Although the Cougars won’t install a game plan specifically for Navy for a couple more weeks — kickoff is four weeks from Monday — Grimes said there’s value in having a specific date, as well as having a specific opponent.
“You continue as a coach to try to preach the message that we are going to prepare and be ready for whenever, whomever — kind of like the Roman army, a nameless, faceless opponent,” he said. “But when you can put a stamp on a name and a date, it allows you the opportunity to say, ‘OK, now we know exactly what we are looking for and when that day will be here.’”
BYU hasn’t faced an option offense since Sitake took over in 2016, but that doesn’t mean he isn’t familiar with defending one.

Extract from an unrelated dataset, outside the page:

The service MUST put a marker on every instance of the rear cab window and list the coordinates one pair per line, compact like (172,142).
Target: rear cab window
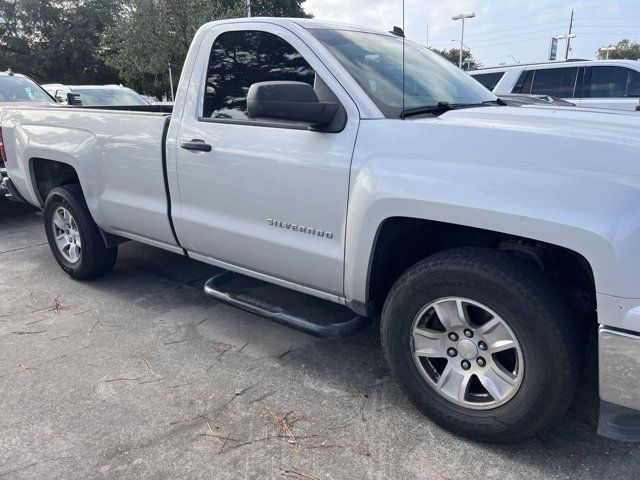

He was Utah’s defensive coordinator when the Utes defeated Ken Niumatalolo-coached Navy in the Poinsettia Bowl.
“We have had a lot of experience in the past defending it, especially with Air Force being in the area,” Sitake said.
Added Wilgar, who said he will remain an inside linebacker for the time being although it has been rumored he might give rush defensive end a try: “Yeah, it is going to be tough to defend. But we have a month to prepare for it and get everything down, so I am excited.”
The key now, Wilgar and Katoa said, is staying healthy and avoiding the COVID-19 virus that still threatens to derail the entire college football season.
“BYU has been excellent with all that stuff,” Wilgar said. “I feel safe. I am sure all the other players feel safe. BYU (staffers) have done a great job taking care of us.”
Said Lopini, who figures to be the starting running back now that Utah transfer Devonta’e Henry-Cole has moved on to Utah State after signing with BYU last February: “Personally, I feel safe in my situation. I know that as players and as a whole staff and a program, it takes everybody to be safe and create a safe environment for us to be around. I feel like everybody is doing great at making sure we take the proper steps to ensure the health and safety of the people on our team and the staff. I feel good coming out every day knowing everybody is taking the proper steps and precautions.”
Having an early September opponent makes all that even better.